The statutory scheme under the 2008 Act requires the minister to take into account the risk to delivery of individual proposals or policies and to the achievement of the carbon budgets and the 2050 net zero target which depends on the relative contributions made by individual measures in achieving those targets. This information, although available, was not presented to the minister; only national or sector level information was provided. This was obviously a material consideration. Without information on the contributions by individual policies to the 95% assessment, the minister could not rationally decide how much weight to give to those matters and to the assessment, to discharge his obligation under section 13. There were similar omissions of “obviously material” considerations concerning the proposals/policies for making up the 5% shortfall.

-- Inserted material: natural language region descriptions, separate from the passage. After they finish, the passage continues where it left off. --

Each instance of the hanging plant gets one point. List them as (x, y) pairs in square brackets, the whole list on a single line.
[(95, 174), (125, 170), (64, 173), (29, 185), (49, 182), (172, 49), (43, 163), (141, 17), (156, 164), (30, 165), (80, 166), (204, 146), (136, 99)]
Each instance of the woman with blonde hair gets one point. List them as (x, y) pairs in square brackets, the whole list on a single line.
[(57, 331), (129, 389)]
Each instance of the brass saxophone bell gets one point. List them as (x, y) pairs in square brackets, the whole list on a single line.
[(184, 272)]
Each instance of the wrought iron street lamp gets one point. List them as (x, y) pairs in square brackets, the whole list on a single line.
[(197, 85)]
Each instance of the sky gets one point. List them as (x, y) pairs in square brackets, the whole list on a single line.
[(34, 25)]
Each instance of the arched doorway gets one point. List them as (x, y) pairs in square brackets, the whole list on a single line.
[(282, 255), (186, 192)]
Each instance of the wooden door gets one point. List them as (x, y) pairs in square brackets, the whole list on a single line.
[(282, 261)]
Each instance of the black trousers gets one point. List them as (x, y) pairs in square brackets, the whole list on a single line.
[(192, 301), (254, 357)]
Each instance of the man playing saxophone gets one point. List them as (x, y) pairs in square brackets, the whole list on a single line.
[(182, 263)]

All agreed the section 13 obligations are continuing ones, but since the court was asked to review the position at a moment in time – October 2021 – the claimants were unable to demonstrate that the defendant’s judgment on this issue, in isolation, was legally flawed.
Section 14
The judge was satisfied that the 2008 Act required not merely a publication of the measures, as the defendant contended, but for the defendant to explain the thinking behind the proposals/policies and to provide quantitative analysis of how they would enable the carbon budgets to be met, the relevant timescales and how different sectors of the economy would be affected. This was reinforced by section 19, which requires the defendant to report to parliament, where a carbon budget is not met, setting out proposals/policies to compensate in future periods for excess omissions.
The NZS should have looked at the contributions to emissions made by individual or interacting policies. It failed to explain that the department’s quantitative analysis predicted that those policies, assuming delivery in full, would achieve only 95% of the reductions required for CB6 or how the shortfall would be made up. Other data which existed at the time was not included. These were obviously material to the critical issue of risk to the delivery of statutory targets and were matters on which the defendant was obliged to inform parliament and public. However, such information was not put before the minister who was therefore not in a position to form any view on whether it should be in included in the NZS.